心的外傷後ストレス障害(PTSD)に対するヨガの研究は、他の領域とは少し性質が異なります。ここで検証されているのは「リラックスできるか」ではなく、身体感覚との関係が壊れた状態を、身体を通じて立て直せるかという、かなり具体的な仮説だからです。

米国では退役軍人の医療をめぐる政策的な関心がこの分野の研究を後押ししてきました。その結果、無作為化比較試験が一定数蓄積し、2024年にはそれらを統合したメタアナリシスも公表されています。ここではその全体像を、肯定的な結果と否定的な結果の両方を同じ重みで整理します。

仮説の出発点——「身体に安全に戻る」という発想

PTSDの中核症状には、侵入的な想起(フラッシュバック)、回避、認知と気分の陰性変化、過覚醒があります。このうち過覚醒と身体感覚の問題は、対話中心の治療では扱いにくい部分だと長く指摘されてきました。

トラウマを経験した人の一部は、身体感覚そのものを脅威として経験します。心拍が速くなる、呼吸が浅くなる、筋が緊張する——これらは本来ただの生理反応ですが、トラウマ記憶と結びついた場合、その感覚自体が恐怖の引き金になります。結果として身体感覚から注意を切り離す(解離する)方略が習慣化することがあります。

ここから導かれた仮説が、「身体感覚に少しずつ、安全な形で注意を戻していく訓練としてのヨガ」でした。この発想に基づいて設計されたのがトラウマ・インフォームドヨガ(trauma-informed yoga)ないしトラウマセンター・トラウマセンシティブヨガ(TCTSY)と呼ばれる形式です。

通常のヨガクラスと何が違うのか

この形式は、一般的なヨガクラスから意図的に複数の要素を取り除いています。

  • 身体に触れる指導(アジャストメント)を行わない。 予告なく身体に触れられることは、トラウマ既往のある人にとって強い引き金になりうる。
  • 指示形ではなく招待形の言葉を使う。 「◯◯してください」ではなく「◯◯してみることもできます」。選択権が本人にあることを言語レベルで担保する。
  • 「正しい形」を求めない。 アライメントの矯正を目的としない。
  • 目を閉じることを強制しない。 閉眼は侵入的想起を強めることがある。
  • 部屋の配置に配慮する。 出入口が見える、背後に人が立たない。

つまりこれは「ヨガをPTSDに使う」というより、PTSDの病態に合わせてヨガを設計し直したものです。この区別は、後述するメタアナリシスの結果を読むうえで重要になります。

基礎となった無作為化比較試験

van der Kolk BA, Stone L, West J, Rhodes A, Emerson D, Suvak M, Spinazzola J. Yoga as an adjunctive treatment for posttraumatic stress disorder: a randomized controlled trial. Journal of Clinical Psychiatry. 2014;75(6):e559–565.

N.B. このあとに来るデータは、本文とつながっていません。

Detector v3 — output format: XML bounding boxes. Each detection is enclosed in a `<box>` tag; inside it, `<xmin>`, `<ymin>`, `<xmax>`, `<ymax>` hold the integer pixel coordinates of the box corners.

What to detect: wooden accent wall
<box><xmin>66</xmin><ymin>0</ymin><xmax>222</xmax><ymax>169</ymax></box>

ボストンのトラウマセンターで行われたこの試験は、慢性かつ治療抵抗性のPTSDを持つ女性64名を対象としました。「治療抵抗性」とは、すでに複数の治療を受けたが十分な改善が得られなかったという意味です。最も改善が難しい集団を対象にした点で、設計として挑戦的でした。

参加者はトラウマ・インフォームドヨガ群と、女性の健康に関する教育を行う対照群に無作為に割り付けられました。評価にはCAPS(臨床家が構造化面接で評価するPTSD尺度)が用いられました。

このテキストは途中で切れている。